### Shing-Tung Yau

Born 4 April 1949 in Kwuntung (China)

Fields Medal (1982) for his contributions to the theory of differential equations, for the proof of the Calabi conjecture in algebraic geometry, for the proof of the positive energy theorem in general relativity theory (with Richard M. Schoen) and for his work on real and complex Monge-Ampére equations (algebraic geometry, mathematical physics).

Shing-Tung Yau is the fifth of eight children; his father was a professor teaching philosophy, economics and Chinese history. The year he was born, Chinese communists took over the government and his family fled to Hong Kong. Although his father found a job at a college, the salary was so low that the family had to live in a house with no electricity or running water. Inspired by his father, who died when Yau was 14 years old, Yau studied Mathematics at Chung Chi College in Hong Kong. Before graduating, a grant from IBM offered him the chance to go to the University of California in 1969, Berkeley, where, supervised by Shiing-Shen Chern, he wrote his doctoral thesis (Ph.D. 1971). Yau then spent a year at the private Institute for Advanced Study in Princeton. In 1972 he became an assistant professor at the State University of New York at Stony Brook. In 1974 he moved to Stanford University as an associate professor, and 1978 he became a full professor. After that, he returned as a professor to the Institute for Advanced Study (1980-1984). In 1984 Yau took up a professorship at the University of California in San Diego. In 1987 he became a professor at Harvard University where he remains today. In addition to his teaching and research activities, Yau is very interested in the development of mathematical education in China, where he supports several model projects.
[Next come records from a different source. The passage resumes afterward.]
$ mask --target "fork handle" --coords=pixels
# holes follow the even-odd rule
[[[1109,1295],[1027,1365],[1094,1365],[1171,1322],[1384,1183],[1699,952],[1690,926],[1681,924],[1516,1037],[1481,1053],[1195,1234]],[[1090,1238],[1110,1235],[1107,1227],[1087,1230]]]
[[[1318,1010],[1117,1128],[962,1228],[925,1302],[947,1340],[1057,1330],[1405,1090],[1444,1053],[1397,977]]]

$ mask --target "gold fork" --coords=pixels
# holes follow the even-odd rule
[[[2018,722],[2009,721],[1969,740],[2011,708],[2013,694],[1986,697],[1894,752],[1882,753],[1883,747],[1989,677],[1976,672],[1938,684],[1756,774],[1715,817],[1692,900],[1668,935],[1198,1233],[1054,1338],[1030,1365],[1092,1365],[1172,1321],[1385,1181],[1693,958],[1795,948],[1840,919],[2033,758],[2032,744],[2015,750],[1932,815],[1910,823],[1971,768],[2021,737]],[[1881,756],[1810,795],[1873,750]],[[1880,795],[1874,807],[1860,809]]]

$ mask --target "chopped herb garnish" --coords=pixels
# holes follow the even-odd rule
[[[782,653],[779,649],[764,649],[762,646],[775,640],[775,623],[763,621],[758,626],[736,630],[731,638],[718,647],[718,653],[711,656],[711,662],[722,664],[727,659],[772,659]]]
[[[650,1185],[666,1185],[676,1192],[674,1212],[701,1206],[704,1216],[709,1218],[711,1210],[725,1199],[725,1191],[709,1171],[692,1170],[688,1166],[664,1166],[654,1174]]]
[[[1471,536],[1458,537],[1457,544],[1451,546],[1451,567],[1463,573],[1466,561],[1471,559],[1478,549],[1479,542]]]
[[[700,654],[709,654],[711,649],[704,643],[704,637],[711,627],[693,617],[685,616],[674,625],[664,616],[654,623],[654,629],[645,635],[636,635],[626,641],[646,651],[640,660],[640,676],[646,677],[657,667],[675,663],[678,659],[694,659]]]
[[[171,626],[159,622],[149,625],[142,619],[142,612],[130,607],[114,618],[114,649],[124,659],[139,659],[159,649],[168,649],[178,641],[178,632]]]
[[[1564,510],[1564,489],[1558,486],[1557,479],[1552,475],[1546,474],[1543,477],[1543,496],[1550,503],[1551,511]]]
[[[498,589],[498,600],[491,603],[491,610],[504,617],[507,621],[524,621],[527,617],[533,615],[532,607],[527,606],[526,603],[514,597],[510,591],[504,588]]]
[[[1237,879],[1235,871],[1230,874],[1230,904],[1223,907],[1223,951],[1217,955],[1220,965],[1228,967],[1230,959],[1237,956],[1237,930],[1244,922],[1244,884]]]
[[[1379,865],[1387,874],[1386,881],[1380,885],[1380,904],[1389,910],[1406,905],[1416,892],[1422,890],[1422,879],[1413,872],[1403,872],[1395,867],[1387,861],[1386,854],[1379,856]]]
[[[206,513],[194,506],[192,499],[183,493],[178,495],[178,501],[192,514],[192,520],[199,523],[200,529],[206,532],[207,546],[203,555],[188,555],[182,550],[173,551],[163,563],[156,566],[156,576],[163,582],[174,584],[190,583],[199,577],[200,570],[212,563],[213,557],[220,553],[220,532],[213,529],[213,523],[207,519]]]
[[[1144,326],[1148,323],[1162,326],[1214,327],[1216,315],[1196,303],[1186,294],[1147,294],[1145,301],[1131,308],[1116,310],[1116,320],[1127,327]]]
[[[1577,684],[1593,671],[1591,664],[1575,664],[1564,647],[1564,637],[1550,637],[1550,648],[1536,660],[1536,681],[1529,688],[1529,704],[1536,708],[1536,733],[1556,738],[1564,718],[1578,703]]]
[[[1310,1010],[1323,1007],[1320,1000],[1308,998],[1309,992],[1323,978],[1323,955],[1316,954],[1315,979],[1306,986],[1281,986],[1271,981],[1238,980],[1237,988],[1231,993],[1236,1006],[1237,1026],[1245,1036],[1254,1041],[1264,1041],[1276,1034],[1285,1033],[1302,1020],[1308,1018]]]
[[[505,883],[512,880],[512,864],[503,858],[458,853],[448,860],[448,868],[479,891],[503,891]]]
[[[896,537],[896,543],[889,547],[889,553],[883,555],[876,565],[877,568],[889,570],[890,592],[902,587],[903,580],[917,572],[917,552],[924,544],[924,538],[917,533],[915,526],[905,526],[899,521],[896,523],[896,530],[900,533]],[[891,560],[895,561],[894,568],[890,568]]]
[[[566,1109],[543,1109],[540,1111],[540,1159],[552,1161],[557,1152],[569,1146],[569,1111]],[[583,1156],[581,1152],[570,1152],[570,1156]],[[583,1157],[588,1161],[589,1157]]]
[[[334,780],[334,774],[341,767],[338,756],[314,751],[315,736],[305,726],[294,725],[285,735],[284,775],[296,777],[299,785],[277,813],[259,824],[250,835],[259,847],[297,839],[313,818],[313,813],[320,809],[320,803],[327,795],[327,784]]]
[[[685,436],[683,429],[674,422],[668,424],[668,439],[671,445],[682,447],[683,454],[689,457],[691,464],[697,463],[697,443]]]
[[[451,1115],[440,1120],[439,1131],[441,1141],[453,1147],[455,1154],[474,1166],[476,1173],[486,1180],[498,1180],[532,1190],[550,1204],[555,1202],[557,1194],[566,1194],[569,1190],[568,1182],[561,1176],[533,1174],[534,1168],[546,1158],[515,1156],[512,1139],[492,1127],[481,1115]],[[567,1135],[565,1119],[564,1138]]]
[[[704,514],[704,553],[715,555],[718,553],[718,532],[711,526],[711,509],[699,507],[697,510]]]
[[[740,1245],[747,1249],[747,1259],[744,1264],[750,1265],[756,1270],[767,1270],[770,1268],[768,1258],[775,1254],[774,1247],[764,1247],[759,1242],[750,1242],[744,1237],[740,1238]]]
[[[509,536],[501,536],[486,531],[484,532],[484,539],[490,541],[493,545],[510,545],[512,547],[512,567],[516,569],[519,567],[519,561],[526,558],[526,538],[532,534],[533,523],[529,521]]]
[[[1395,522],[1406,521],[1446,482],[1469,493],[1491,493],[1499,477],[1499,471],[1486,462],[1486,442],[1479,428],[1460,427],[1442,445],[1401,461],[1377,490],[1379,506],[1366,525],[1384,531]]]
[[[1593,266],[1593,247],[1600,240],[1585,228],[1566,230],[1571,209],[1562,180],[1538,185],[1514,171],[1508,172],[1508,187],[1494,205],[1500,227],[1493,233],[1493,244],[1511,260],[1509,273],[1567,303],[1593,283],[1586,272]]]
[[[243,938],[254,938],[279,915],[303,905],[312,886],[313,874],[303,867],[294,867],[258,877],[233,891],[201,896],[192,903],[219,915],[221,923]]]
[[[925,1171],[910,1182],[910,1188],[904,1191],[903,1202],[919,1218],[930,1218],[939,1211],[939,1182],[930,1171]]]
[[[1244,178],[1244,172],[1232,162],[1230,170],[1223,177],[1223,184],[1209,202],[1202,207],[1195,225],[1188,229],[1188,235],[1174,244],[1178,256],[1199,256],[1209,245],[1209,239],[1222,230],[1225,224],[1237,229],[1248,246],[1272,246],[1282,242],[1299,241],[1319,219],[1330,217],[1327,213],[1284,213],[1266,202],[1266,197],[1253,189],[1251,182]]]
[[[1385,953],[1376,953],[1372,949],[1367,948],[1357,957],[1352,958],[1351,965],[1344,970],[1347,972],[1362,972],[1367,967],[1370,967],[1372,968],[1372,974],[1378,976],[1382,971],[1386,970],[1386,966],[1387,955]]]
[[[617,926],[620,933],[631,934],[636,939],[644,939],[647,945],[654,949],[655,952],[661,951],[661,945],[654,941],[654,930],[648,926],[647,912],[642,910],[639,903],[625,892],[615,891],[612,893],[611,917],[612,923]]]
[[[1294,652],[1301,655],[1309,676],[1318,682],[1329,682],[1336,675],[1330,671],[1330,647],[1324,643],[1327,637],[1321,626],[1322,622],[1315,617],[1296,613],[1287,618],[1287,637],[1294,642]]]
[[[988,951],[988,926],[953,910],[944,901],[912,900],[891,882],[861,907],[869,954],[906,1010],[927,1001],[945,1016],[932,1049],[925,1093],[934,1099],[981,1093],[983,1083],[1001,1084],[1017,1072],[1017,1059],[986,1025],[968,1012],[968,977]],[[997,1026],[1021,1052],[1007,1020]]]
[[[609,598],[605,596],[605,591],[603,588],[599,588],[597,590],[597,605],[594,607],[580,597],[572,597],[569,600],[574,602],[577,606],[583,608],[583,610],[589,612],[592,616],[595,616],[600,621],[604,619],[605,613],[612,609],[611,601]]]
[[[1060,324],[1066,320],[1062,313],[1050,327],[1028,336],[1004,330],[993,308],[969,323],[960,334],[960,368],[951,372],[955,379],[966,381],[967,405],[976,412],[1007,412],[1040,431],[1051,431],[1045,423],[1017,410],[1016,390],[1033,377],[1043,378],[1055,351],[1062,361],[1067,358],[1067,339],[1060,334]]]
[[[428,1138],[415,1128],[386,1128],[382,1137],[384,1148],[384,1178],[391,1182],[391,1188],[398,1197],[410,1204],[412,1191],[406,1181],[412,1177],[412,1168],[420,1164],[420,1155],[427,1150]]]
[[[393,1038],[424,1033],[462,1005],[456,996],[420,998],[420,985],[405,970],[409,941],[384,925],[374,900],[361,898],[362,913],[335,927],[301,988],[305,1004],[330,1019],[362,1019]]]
In his spare time, he likes to read novels, poems and traveling. He is married and has two sons.

Shing-Tung Yau is the recipient of ten honorary doctorates and is a member of the National Academy of Sciences (1993), the Chinese (1995) and Russian (2003) Academies of Sciences, a member of the Italian Accademia dei Lincei (2005) and the India National Academy of Science (2008). He is a Fellow of the American Association for the Advancement of Science (1993) and member of the American Academy of Arts and Sciences (1982). He has also received numerous awards, including the Crafoord Prize of the Swedish Academy of Sciences (1994), the National Medal of Science from the United States (1998) and the Humboldt Prize (1991).

In the 1970s, physicist Shing-Tung Yau started to examine more closely certain mathematical objects whose existence had been suspected by the mathematician Eugenio Calabi in the 1950s. These were so-called complex manifolds, objects in complex spaces of many dimensions that appear close up like a (high-dimensional) complex plane. Calabi had postulated the existence of a certain class of manifolds.

While Calabi had considered those manifolds from a purely mathematical point of view, Yau had encountered them during his study of Einstein’s general theory of relativity. Einstein had shown that the gravitational attraction of masses corresponds to (and is explained by) a curvature of four-dimensional spacetime. Yau wondered whether empty space can also be curved and may therefore have a gravity – but without the forming of black holes in space, i.e. without singularities. In addition, he claimed that the spaces should be considered to be compact and complete. It was for the discovery that such spaces actually exist, among other things, that Yau received the Fields Medal.

Today the manifolds are called Calabi-Yau manifolds. They play an important role in string theory, some ‘flavors’ of which assume a world with ten dimensions: four dimensions for Einstein’s space-time and six dimensions that are ‘rolled up’ at any point in small Calabi-Yau manifolds.